In some case, they raise way too much capital, which exacerbates the problem. It’s hard to be frugal when you have a lot of money. It is hard to be forceful and make the difficult decision to pick only one thing to do when you have too much capital. Too much money is convenient: you don’t have to make the decision between A, B or C. You can do all of them and even D and E! I have seen investors during board meetings complaining that the CEO is not spending enough. Over oxygenation is like under oxygenation: it leads to the same result: death, even though the physiological phenomenon to get there is quite different.

Lesson 2: The quest for simplicity is really, really, really hard

It takes many iterations to peel something to the core, to its most simple and most elegant form of expression, to its truth. In some case, it is very counter intuitive and it can’t be easily seen and appreciated.

There is a pruning of unused neural connections or synapses of the brain as an adolescent evolves into adulthood. Synapses that are used frequently become stronger, faster and more stable. Only these who matter thrive. Businesses should go through the same process.
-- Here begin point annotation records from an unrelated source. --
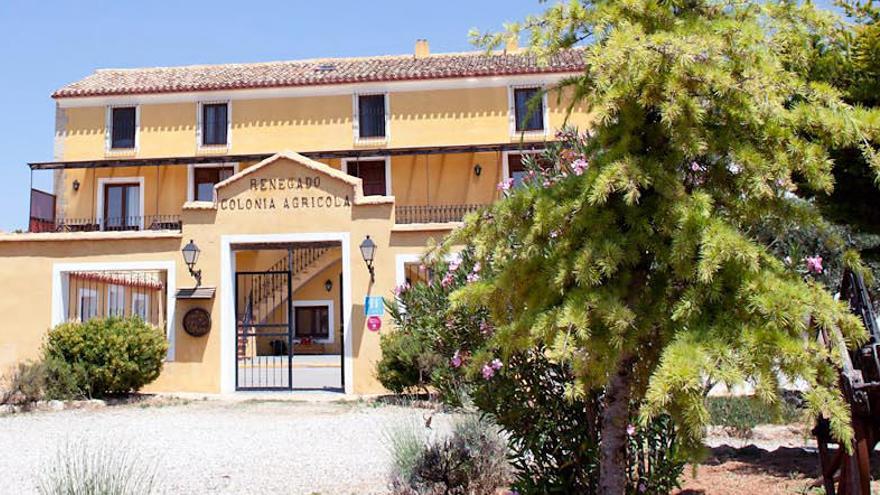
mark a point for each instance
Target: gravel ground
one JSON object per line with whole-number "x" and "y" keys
{"x": 222, "y": 447}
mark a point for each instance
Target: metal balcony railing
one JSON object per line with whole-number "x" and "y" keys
{"x": 109, "y": 224}
{"x": 433, "y": 213}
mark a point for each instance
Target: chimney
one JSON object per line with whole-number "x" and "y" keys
{"x": 422, "y": 48}
{"x": 512, "y": 45}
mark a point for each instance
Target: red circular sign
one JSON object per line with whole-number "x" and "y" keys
{"x": 374, "y": 323}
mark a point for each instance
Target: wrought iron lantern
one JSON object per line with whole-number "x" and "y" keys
{"x": 368, "y": 251}
{"x": 190, "y": 257}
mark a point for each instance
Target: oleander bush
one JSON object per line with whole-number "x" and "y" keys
{"x": 101, "y": 357}
{"x": 24, "y": 383}
{"x": 552, "y": 435}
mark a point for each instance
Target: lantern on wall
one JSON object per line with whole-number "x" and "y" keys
{"x": 368, "y": 251}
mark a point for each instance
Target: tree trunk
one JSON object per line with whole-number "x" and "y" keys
{"x": 613, "y": 436}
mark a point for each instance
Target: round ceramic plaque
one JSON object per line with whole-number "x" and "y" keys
{"x": 197, "y": 322}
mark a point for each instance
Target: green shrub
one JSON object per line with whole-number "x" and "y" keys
{"x": 471, "y": 460}
{"x": 553, "y": 437}
{"x": 103, "y": 356}
{"x": 84, "y": 469}
{"x": 25, "y": 383}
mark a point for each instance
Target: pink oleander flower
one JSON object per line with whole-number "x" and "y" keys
{"x": 814, "y": 264}
{"x": 505, "y": 185}
{"x": 456, "y": 360}
{"x": 400, "y": 289}
{"x": 485, "y": 327}
{"x": 488, "y": 371}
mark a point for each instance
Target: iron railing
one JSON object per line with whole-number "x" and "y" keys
{"x": 149, "y": 222}
{"x": 433, "y": 213}
{"x": 301, "y": 258}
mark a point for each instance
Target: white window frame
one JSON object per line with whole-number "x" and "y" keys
{"x": 115, "y": 293}
{"x": 511, "y": 111}
{"x": 505, "y": 163}
{"x": 191, "y": 177}
{"x": 135, "y": 296}
{"x": 99, "y": 204}
{"x": 387, "y": 159}
{"x": 91, "y": 293}
{"x": 356, "y": 123}
{"x": 61, "y": 286}
{"x": 108, "y": 131}
{"x": 214, "y": 147}
{"x": 331, "y": 321}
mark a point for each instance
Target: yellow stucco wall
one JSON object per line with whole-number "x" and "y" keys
{"x": 453, "y": 117}
{"x": 316, "y": 123}
{"x": 26, "y": 263}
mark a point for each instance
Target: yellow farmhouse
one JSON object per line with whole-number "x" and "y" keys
{"x": 259, "y": 213}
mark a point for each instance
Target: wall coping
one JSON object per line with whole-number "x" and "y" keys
{"x": 89, "y": 236}
{"x": 425, "y": 227}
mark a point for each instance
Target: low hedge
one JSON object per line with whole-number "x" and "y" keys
{"x": 100, "y": 357}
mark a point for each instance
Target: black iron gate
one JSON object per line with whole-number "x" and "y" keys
{"x": 264, "y": 331}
Let me give you an example of how hard the path to simplicity can be. When Apple came up with the unibody design of the MacBook Pro in January 2009 it reduced the enclosure of the laptop to one single piece of aluminum instead of several pieces. The challenge came from the manufacturing process and designing the right tooling to mass-manufacture that single piece with an obsessive attention to details. The beauty is as much on the inside as it is on the outside, which only shows a simple, yet elegant product. Reduction to one single piece of enclosure was a tour de force for Apple.

Lesson 3: Working for Steve. I came to the realization that there is only one business on this planet

By business, I mean the exchange of goods and services for money. If you think about it: what is the difference between Caterpillar, Farmers Insurance Group, Ford Motor Company, Krispy Kreme and Pixar Animation Studios? The answer might shock you: at a fundamental level, there is none. All these five companies are in the exact same business with the exact same goal and purpose: to manufacture and deliver delight.
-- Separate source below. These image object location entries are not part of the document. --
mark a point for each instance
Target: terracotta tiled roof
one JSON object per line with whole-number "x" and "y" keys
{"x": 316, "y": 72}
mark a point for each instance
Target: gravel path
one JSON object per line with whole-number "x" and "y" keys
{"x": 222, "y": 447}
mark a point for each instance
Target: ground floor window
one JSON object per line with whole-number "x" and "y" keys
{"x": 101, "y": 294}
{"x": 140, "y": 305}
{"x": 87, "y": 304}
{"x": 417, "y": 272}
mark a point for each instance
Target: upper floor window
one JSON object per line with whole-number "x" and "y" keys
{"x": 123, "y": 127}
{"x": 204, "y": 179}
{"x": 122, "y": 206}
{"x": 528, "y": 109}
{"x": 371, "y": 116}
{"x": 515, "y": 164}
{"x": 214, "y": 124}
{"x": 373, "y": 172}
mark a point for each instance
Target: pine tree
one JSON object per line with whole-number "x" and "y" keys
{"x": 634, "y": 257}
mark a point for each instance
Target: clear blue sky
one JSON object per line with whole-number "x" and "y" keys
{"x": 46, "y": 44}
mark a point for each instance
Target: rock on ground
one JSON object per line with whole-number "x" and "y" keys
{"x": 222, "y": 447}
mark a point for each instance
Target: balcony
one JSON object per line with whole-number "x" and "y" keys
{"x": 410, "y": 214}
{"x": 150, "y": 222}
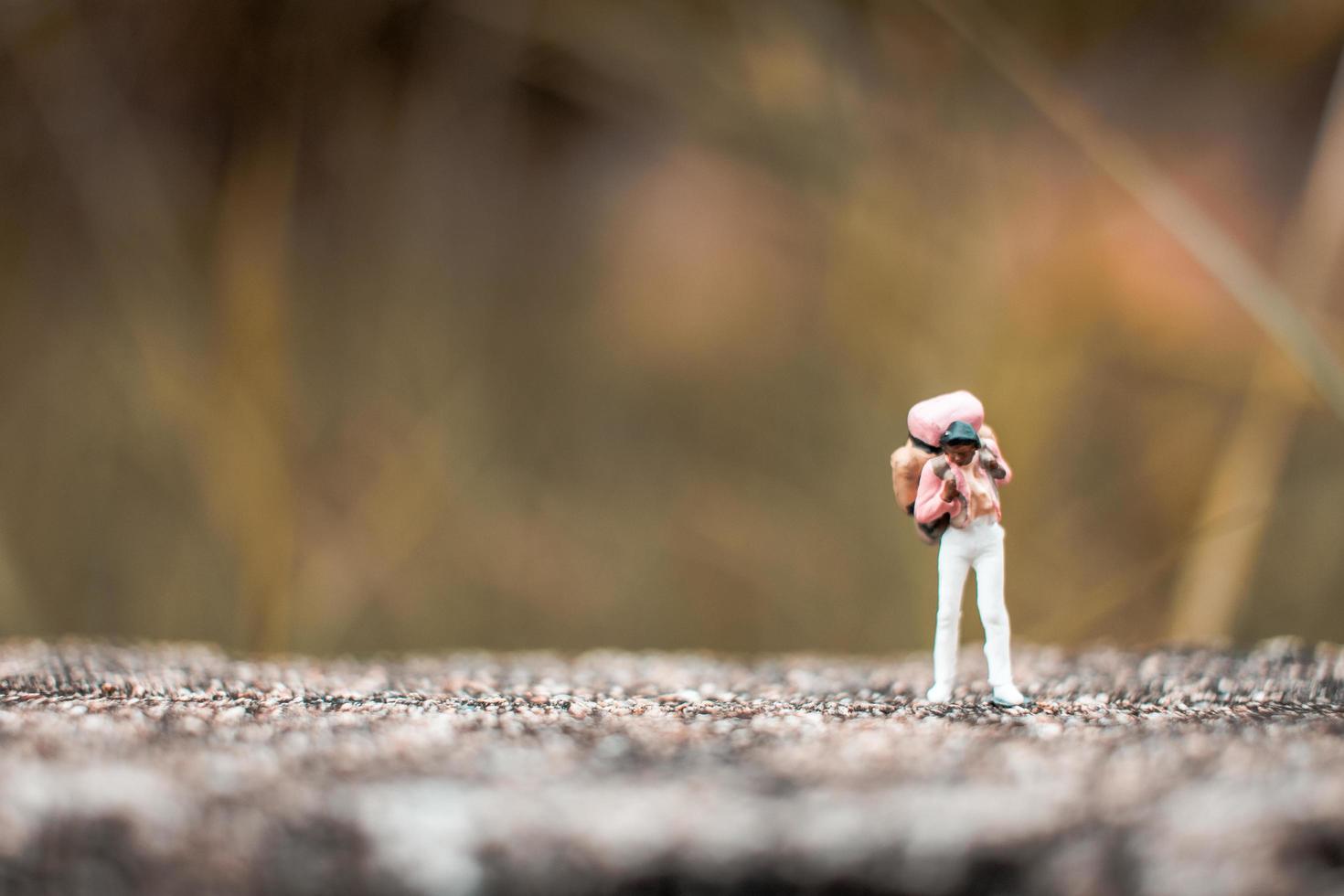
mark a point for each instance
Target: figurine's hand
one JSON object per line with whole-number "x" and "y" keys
{"x": 949, "y": 489}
Let me say it again, as this is really important: there is one and only one business on this planet. Any company or enterprise, small or large, anywhere in the world, regardless of what problem it addresses, or its business model, or the types of customers it serves is in the same business: to manufacture and deliver delight.

It’s the alignment between the expected delight and what is delivered to the customer (through six steps: discovery, usage, maintenance, support, upgrade and disposal) that determines the happiness of the customers. There cannot be an impedance mismatch between these two things, otherwise, it impacts growth because customers will share their experience, positive or negative and amplify success or failure. This is the fourth alignment in our A4 Precision Alignment™ methodology.

Here is an example of excellent alignment: Chewy. The company offers an unsurpassed customer experience. They don’t only deliver food and products for our pet friends; they deliver love and excitement and emotional connections. In 2017, Pet Smart bought the company for $3.3B. It was the largest eCommerce acquisition at the time. Revenue last year, in 2018, was $3.5B and today, its market cap is close to $10B.

By contrast, here is an example of a dramatic misalignment: Theranos. The expectation was to get dozens of blood tests, off a single drop of blood. The reality was quite different: tests were inaccurate, the claim was fraudulent. Elizabeth Holmes, its founder and former CEO is awaiting a criminal trial and John Carreyrou wrote a fantastic book!

This alignment between Delight and Offering is one of the four universal alignments that I describe in my upcoming book, Aligning the Dots: The new paradigm to grow any business. It is one of the core principles of what makes companies grow and be successful or become irrelevant and die.

Conclusion

I used these three lessons as an entrepreneur, as an investor, as a board member. I continue to use them every day to help companies grow faster. In fact, they became principles for me.

For example, I stopped asking any entrepreneur or CEO what his or her company does. I got tired of listening to their long monolog as an answer. I now ask: “Can you tell me in one sentence, why I should buy your product?” The answer informs on their focus, the simple description of why their business matters and how much delight they are hoping to deliver.